Chef Joumana Accad Offers Up Middle Eastern Flavors For A Fragrant Easter Meal

Golden Cookies, Earthy Cumin and Tart Sumac Flavor Traditional Lebanese Family Recipes from "Taste of Beirut" chef Joumana Accad

With memories of her beloved "Teta" (Grandmother in Lebanese) filling her senses as she bakes delicate cookies and stuffs chicken with a fragrant spice blend, food blogger and Lebanese chef, Joumana Accad, creates an Easter feast and family history lesson in the same meal. A traditional Lebanese Easter meal includes:

Moghrabiyeh (Lebanese couscous with lamb shanks and chicken)

Kibbeh pie (Meat and bulgur pie stuffed with minced meat, spices and pine nuts) served with a yogurt and cucumber sauce

Spiced rice with minced lamb and spices served with a roasted (free-range) chicken and garnished with toasted almonds, pine nuts and pistachios.

Stuffed greens with lamb chops (similar to stuffed grape leaves with minced meat and rice) served with a yogurt sauce

Lamb in yogurt sauce served over rice and toasted vermicelli (ancient dish)
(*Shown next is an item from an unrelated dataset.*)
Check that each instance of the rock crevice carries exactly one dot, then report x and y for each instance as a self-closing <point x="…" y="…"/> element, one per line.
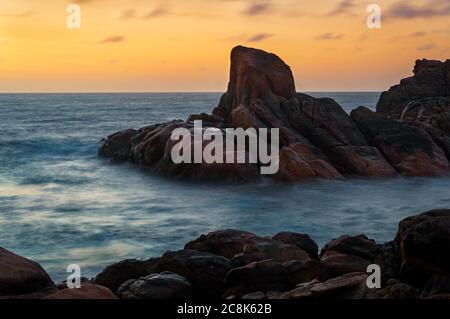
<point x="409" y="134"/>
Baby eggplants stuffed with minced meat, onion and spices and served with a yogurt sauce and some rice

Kibbeh in a citrus sauce (traditional dish from Beirut and all the major coastal cities), served over rice and toasted vermicelli


Joumana has a passion for her native dishes and the family memories they evoke. This Easter Joumana will once again be making and sharing Ma'mouls, a traditional Lebanese cookie for Easter. These special cookies are made with semolina flour and flavored with rose water and orange blossom water and stuffed with dates, pistachios or almonds or walnuts. The cookies are round with a slight conical shape to represent both the crown that Christ wore on the cross and the sponge that was given to him when he asked for water.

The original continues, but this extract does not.